April 21, 2010

Lessons I should have learned, Episode 4: Coroutines in C

Filed under: Lessons I should have learned,Programming — Tags: , , — Nathan @ 2:19 pm

A while ago, I read this article on coroutines in C. One of the main downfalls of this technique is that since it uses the static keyword, it makes it much harder to write recursive coroutines, and nigh-impossible to have multiple coroutines using the same function.

Examples

Let’s first look at an example of how it can work. One way of efficiently computing Fibonacci numbers in a language like Haskell is to construct an infinite list of the Fibonacci values.

fibs a b = a : fibs b (a+b)

Since Haskell is lazily evaluated, such an infinite list is fine until you attempt to compute the whole thing. So, as long as you just say something like take 10 $ fibs 1 1 it will only compute how many you need.

One important use of Coroutines is as iterators. Consider the Haskell example from above. If we assume that we have such an infinite list of values, we may want to iterate over the list, inspecting the values as we go. The following C code achieves this using some helper macros we’ll describe below.
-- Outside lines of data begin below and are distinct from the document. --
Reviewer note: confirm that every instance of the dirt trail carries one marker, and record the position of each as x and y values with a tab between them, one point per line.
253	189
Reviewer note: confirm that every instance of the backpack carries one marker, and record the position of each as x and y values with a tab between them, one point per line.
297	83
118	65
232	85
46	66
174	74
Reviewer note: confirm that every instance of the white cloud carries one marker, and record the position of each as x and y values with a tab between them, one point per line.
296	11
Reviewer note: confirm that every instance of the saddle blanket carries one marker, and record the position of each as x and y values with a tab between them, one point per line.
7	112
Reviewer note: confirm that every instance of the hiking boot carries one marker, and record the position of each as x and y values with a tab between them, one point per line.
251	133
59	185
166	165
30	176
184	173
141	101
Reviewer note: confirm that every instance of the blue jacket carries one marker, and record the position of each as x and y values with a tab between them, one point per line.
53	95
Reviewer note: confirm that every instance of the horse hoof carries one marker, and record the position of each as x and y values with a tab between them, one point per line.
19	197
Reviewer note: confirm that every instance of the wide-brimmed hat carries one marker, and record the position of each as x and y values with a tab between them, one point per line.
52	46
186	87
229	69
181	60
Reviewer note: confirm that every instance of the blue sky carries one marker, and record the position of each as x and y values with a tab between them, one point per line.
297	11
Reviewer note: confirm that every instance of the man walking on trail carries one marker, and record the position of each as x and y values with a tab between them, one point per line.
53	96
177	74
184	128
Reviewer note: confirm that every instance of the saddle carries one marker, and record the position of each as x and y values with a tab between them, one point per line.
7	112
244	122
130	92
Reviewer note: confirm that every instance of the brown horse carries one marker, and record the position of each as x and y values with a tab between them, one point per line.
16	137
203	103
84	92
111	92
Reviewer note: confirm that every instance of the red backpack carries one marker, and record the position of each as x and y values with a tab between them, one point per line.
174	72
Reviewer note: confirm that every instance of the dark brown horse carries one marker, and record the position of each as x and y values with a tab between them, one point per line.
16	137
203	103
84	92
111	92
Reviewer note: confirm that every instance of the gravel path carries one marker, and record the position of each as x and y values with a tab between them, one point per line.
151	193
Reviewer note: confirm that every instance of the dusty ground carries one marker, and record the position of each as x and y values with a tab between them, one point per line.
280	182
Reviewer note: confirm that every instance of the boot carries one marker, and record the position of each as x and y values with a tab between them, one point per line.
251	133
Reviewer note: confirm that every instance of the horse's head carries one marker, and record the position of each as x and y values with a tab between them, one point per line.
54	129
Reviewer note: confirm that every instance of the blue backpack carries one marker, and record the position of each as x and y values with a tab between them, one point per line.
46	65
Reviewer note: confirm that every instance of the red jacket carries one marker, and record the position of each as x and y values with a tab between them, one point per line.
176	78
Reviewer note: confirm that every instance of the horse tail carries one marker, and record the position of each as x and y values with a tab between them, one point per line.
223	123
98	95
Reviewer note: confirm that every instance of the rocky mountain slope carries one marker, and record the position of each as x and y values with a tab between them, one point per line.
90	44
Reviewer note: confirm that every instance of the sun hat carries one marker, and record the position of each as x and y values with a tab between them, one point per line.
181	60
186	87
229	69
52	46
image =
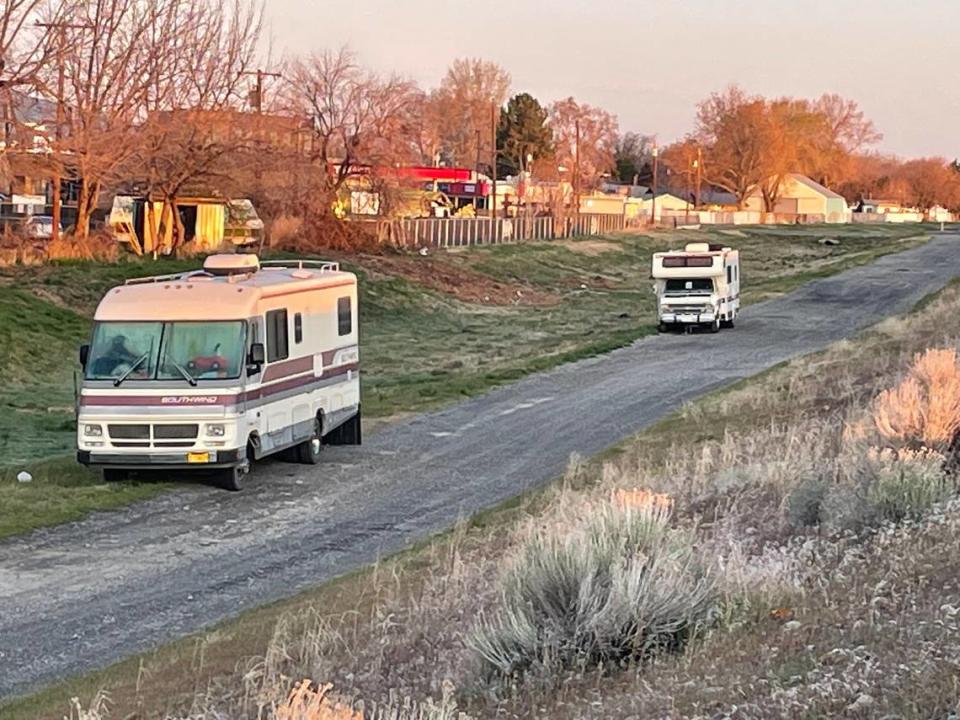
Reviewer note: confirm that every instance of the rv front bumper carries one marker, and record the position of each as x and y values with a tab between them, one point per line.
688	318
194	460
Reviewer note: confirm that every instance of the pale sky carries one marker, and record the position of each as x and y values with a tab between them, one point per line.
649	62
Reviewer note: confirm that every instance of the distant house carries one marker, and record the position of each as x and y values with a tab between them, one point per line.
880	207
665	202
799	195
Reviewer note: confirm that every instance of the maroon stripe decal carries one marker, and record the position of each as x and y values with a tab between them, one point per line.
296	382
277	371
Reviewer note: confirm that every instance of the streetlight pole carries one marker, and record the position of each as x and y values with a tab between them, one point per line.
493	189
576	175
61	29
698	164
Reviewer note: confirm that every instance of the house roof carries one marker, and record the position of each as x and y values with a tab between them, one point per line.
814	185
29	109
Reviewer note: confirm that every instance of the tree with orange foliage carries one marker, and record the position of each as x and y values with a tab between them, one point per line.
359	119
598	139
461	109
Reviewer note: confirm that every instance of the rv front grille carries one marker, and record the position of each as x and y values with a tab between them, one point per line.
129	432
161	436
175	432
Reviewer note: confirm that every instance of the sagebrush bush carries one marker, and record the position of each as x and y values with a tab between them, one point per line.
924	409
888	485
619	587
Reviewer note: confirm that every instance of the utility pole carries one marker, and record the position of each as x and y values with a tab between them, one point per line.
698	164
61	30
261	74
576	175
656	171
476	170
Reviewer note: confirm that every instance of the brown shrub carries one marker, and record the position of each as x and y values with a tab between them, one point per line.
308	703
924	409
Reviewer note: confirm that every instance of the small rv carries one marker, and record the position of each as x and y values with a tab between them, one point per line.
214	368
698	286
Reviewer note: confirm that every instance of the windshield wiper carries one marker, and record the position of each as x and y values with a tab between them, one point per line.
186	376
136	364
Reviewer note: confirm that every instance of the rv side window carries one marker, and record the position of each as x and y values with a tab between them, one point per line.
344	316
277	335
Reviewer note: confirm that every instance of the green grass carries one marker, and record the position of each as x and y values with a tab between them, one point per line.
154	680
421	349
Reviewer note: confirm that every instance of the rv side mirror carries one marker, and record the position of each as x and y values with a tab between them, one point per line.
257	355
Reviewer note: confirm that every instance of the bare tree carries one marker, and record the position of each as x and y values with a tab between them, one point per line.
193	131
462	106
23	46
362	123
106	60
733	129
598	139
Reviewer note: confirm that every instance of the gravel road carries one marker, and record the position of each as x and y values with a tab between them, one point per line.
80	596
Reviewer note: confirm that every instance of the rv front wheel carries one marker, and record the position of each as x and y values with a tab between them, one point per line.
232	479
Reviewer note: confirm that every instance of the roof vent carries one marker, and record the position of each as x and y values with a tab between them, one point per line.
235	264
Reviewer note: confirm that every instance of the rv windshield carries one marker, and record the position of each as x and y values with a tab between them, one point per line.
691	286
188	351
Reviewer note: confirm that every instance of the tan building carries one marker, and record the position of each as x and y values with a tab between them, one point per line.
799	195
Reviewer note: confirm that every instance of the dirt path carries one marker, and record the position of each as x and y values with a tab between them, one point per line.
80	596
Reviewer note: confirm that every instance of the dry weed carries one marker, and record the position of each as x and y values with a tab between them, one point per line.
924	409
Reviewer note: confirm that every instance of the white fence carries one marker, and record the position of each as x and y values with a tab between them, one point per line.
461	232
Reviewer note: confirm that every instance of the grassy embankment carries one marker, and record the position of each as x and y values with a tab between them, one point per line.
760	474
433	330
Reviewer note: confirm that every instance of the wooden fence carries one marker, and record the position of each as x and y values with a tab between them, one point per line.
461	232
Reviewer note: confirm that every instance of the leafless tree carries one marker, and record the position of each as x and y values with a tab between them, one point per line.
598	139
461	108
732	127
362	123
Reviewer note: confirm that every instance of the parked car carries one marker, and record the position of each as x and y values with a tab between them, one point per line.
39	227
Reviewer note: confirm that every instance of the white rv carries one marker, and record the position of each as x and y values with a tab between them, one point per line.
213	368
697	286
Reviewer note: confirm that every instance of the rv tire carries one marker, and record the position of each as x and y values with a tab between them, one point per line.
308	452
350	433
231	478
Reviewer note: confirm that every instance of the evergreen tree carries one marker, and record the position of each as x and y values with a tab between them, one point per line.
522	131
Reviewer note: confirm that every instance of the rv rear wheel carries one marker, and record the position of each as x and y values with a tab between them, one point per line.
308	452
231	479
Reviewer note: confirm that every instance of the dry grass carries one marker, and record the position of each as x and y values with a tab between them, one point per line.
924	409
613	586
831	558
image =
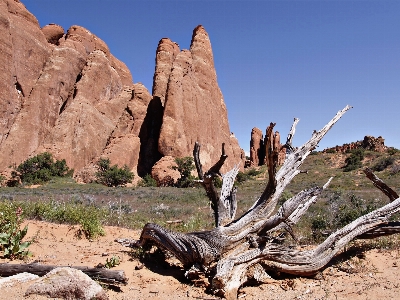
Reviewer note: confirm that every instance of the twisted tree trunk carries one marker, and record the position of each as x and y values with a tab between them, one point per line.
245	248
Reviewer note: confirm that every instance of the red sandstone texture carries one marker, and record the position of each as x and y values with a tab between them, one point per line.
65	93
194	108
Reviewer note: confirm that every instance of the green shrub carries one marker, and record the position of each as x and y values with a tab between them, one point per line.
11	235
383	163
354	161
247	175
112	175
185	166
147	181
39	169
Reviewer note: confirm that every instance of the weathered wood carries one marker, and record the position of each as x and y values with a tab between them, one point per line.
100	274
242	249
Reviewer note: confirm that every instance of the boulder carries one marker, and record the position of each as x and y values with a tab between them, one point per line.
67	283
194	108
53	33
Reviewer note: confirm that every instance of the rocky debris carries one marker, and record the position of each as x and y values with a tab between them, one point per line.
67	283
18	278
194	108
368	143
257	149
163	173
53	33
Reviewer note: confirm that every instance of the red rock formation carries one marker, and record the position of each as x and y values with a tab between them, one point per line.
165	56
163	173
194	105
53	33
67	94
60	93
23	52
257	152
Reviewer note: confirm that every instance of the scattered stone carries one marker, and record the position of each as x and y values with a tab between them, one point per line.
18	278
67	283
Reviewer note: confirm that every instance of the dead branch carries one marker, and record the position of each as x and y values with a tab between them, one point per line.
245	248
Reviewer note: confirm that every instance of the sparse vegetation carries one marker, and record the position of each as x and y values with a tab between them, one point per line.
147	181
112	176
39	169
112	262
11	235
383	163
354	161
185	166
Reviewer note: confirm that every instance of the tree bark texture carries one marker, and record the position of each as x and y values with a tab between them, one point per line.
239	249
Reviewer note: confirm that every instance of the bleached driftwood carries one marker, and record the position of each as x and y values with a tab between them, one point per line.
245	248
int fibs(int a, int b, CoroutineState *s) {
  initializeCoroutineState(s, FibState, mystate);

  mystate->a = a;
  mystate->b = b;
  yield(s,mystate->a);
  recur (s,fibs(mystate->b, mystate->a + mystate->b, s->next));

  finalizeCoroutine(s);
  return 0;
}

Now, if we wanted to print out the first 10 of these values:

s = createCoroutineState();
for(i = 0; i < 10; i++) {
  printf("%d ", fibs(1,1,s));
}

The yield method is similar to Python's yield key word. It returns a value, but also records where the yield was called so that the next time the function is executed it can begin again from that point.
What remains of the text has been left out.